Curt Columbus & Trinity Rep’s ‘Like Sheep to Water’ is as fresh as the news

PROVIDENCE, R.I. — Directors and writers who revisit the classics of the theater love to suggest their contemporary relevance. Often that’s a stretch, but not in the case of Trinity Rep’s reworking of Lope de Vega’s “Like Sheep to Water,” penned four centuries ago, but all too familiar to fans of CNN and the evening news.

He may not tweet in the middle of the night or hang out in an “Access Hollywood” trailer, but Fred Sullivan Jr.’s abusive Spanish captain seems awfully familiar, the way he has his way with women, makes up his own rules and considers himself far above the law.

But Commander Gomez gets away with murder for just so long.

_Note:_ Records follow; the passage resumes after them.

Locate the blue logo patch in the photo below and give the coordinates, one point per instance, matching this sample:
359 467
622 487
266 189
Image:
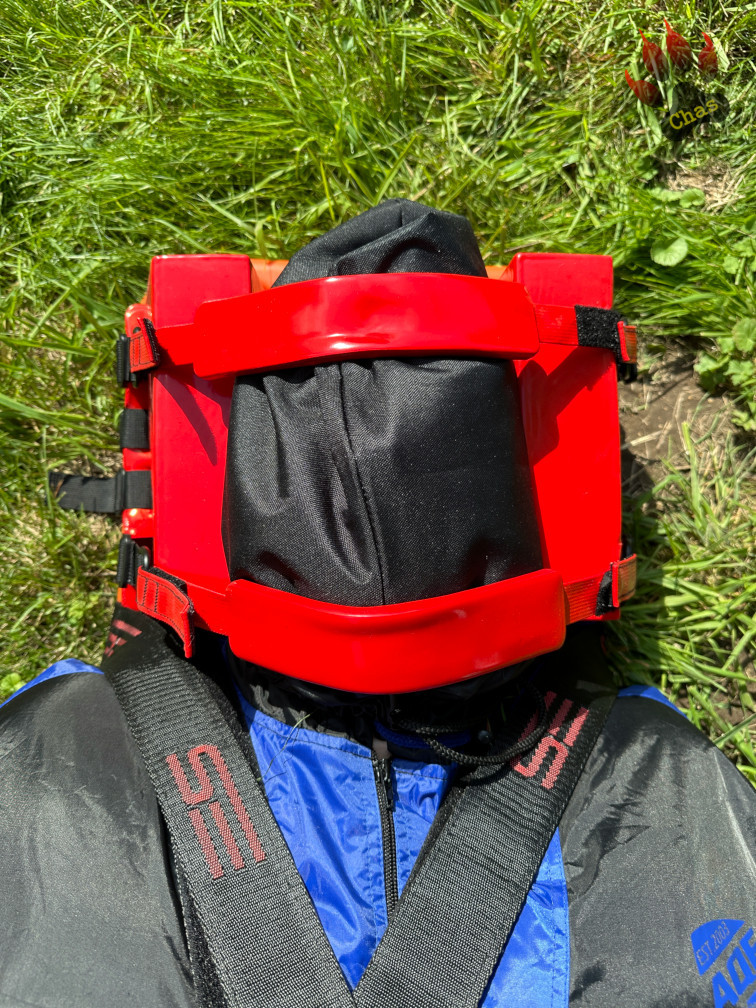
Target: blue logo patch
734 983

There is sweet revenge to be had, revenge that in the end involves the entire audience.

Artistic director Curt Columbus and director Mark Valdez have wisely maintained a sense of history in the costumes and sets, even some of the music, just to make the analogy all the more clear, just to remind us that egomaniacal dictators have been around for a long time.

But while the play, which clocks in at just two hours, has a kind of antique formality, it is filled with human moments, with lovers’ spats and the like.

We feel the pain of the terrorized residents of the little village of Fuente Ovejuna, which roughly translates as “the watering place for sheep.” And we all know who the sheep are after watching Sullivan’s brutal Commander Gomez rip a young bride from her wedding party and pass her among his men like a party favor.